"So did Creusa cry; her wailing filled
my father's house. But even then there comes
a sudden omen--wonderful to tell:
between the hands, before the faces of
his grieving parents, over Iulus' head
there leaps a lithe flametip that seems to shed
a radiance; the tongue of fire flickers,
harmless, a plays about his soft hair, grazes
his temples. Shuddering in our alarm,
we rush to shake the flames out of his hair
and quench the holy fire with water. But
Anchises raised his glad eyes to the stars
and lifted heavenward his voice and hands:
'O Jupiter, all-able one, if you
are moved by any prayers, look on us.
I only ask you this: if by our goodness
we merit it, then, Father, grant to us
your help and let your sign confirm these omens.'"
(Virgil, Aeneid 2.920-937; trans. Mandelbaum; cf. Fitzgerald translation in which the line numbering is 2.888-901)
When the day of Pentecost had come, they were all together in one place. And suddenly a sound came from heaven like a rush of a mighty wind, and it filled all the house where they were sitting. And there appeared to them tongues as of fire, distributed and resting on each one of them. And they were all filled with the Holy Spirit and began to speak in other tongues, as the Spirit gave them utterance.
(Acts 2:1-4)
At the conflagration of Troy, a tongue of fire rests upon Aeneas' son, Ascanius, yet only Aeneas' father, Anchises, recognizes the harmless, holy fire that does not burn for what it is: a great omen sent by Jupiter. It portends the great future of Aeneas as he will journey to and fro across the Aegean and then the Mediterranean--much like Odysseus/Ulysses did--to reach his final fate, his destiny, to provide a foundation for Rome and a found a lineage for its rulers leading all the way down to Augustus (one might recognize the similarity between Ascanius' other name, Iulus, and Augustus' adopted father's, Iulius (that is, Julius Caesar). The Aeneid is full of portents. One can almost open it at random and read a messianic prophecy of Aeneas' destiny and what great things will come from his descendants, especially Caesar--some have noted similarities to Jewish prophecy and have suggested an indirect connection via the Sybilline oracles from the Jewish prophetic tradition and Virgil's near obsession with prophecy.
Yet I am not so interested in the oft-observed similarities between Jewish and Virgilian prophecy, but the actual portent itself.
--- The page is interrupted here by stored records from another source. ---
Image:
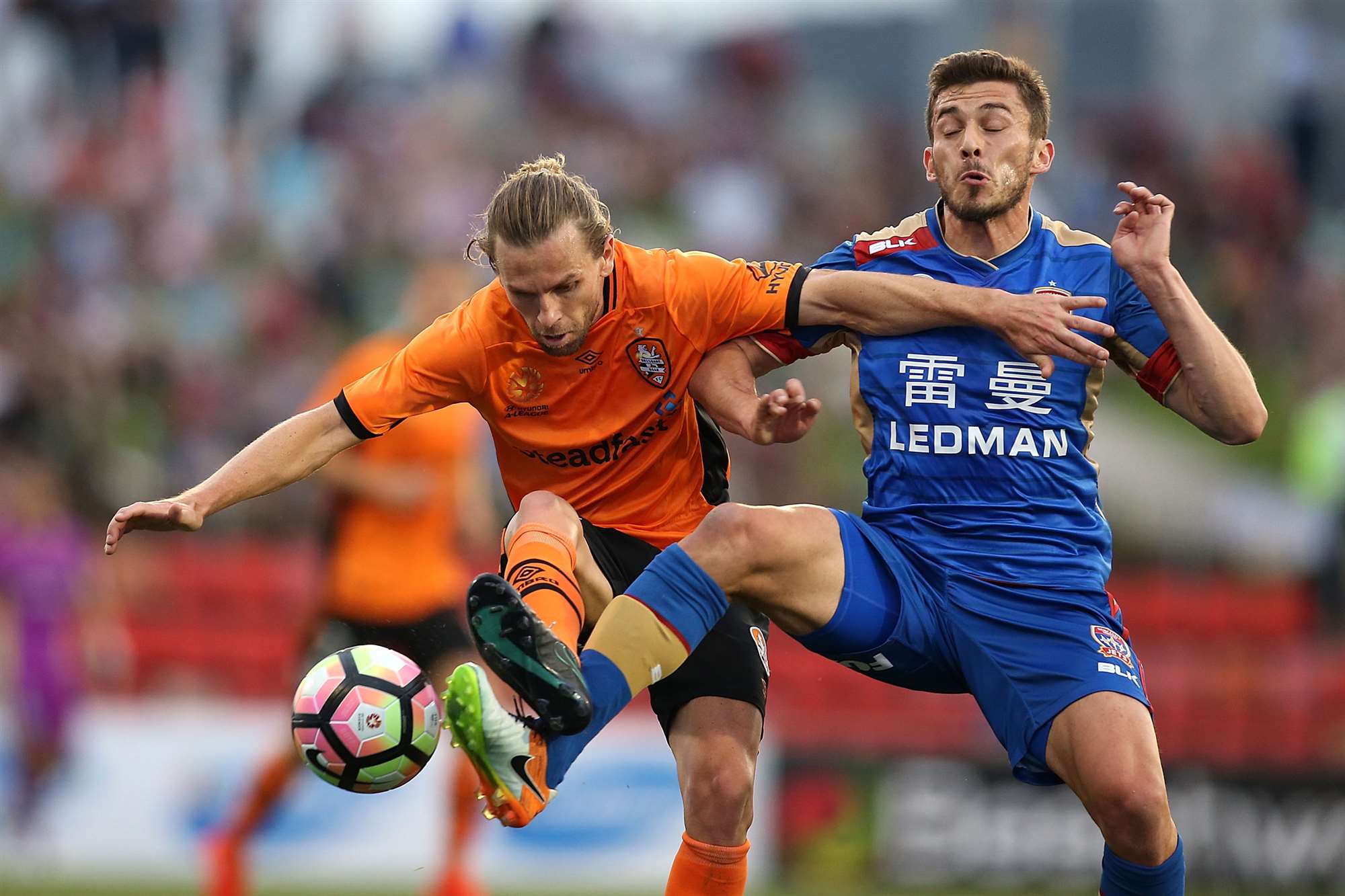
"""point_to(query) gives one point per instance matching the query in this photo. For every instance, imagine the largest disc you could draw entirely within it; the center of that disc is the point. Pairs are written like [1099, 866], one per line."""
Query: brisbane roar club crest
[524, 385]
[650, 358]
[1113, 646]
Aeneas finds himself in a moment of stagnation and uncertainty as Troy falls around him. He seeks his family in his own home when he sees this miraculous event unfold. I am ignorant of such an image in Greco-Roman literature, yet the non-burning fire immediately recalls Exodus 3, of the burning bush that does not consume the bush, at least for a reader steeped equally in classical and biblical traditions. The Fitzgerald translation emphasizes the "harmless" nature of the tongue of fire, stating that it did not burn him even though it danced about his hair and the temples of his head. But it more directly resembles another call to action: Acts 2:1-4. There, too, tongues of fire rest upon the head--are there any other works that depict the initiatory omen as a tongue of fire about the head, or are these the only ones? In both the image is brief; if one skims or looks up momentarily, one will miss it. While in the Aeneid there was a singular tongue that rested upon Aeneas' son, the means of descent to reach Rome's glorious future, here they are multiple, divided, and distributed among all the disciples. The tongues of fire turn to fiery speech, as each of them begins to speak in tongues as the Spirit gives them the ability and, subsequently, Peter gives the sermon of his life as his powers of speech heat up. Peter, the rock upon whom Jesus would build his church, traditionally martyred at Rome, traditionally the first bishop of Rome, should shoot a flag into the air of literary memory, however, as we know that this, too, is a foundation story, one that may start a bit further south than Troy, but likewise moves from the Eastern coast of the Mediterranean to Rome, a story that will involve journeys--and similar near-death experiences--upon the stormy seas as the winds and waves rage, but the protagonist Aeneas, Paul will survive to (co-)found the Roman establishment. After their tribulations and trials, after their perilous journeys across the sea, Aeneas will found the city and its people, Peter and Paul will found its church. For both, the first omen to move from waiting and inaction to the circuitous route to Rome was a tongue of fire sent by their highest God.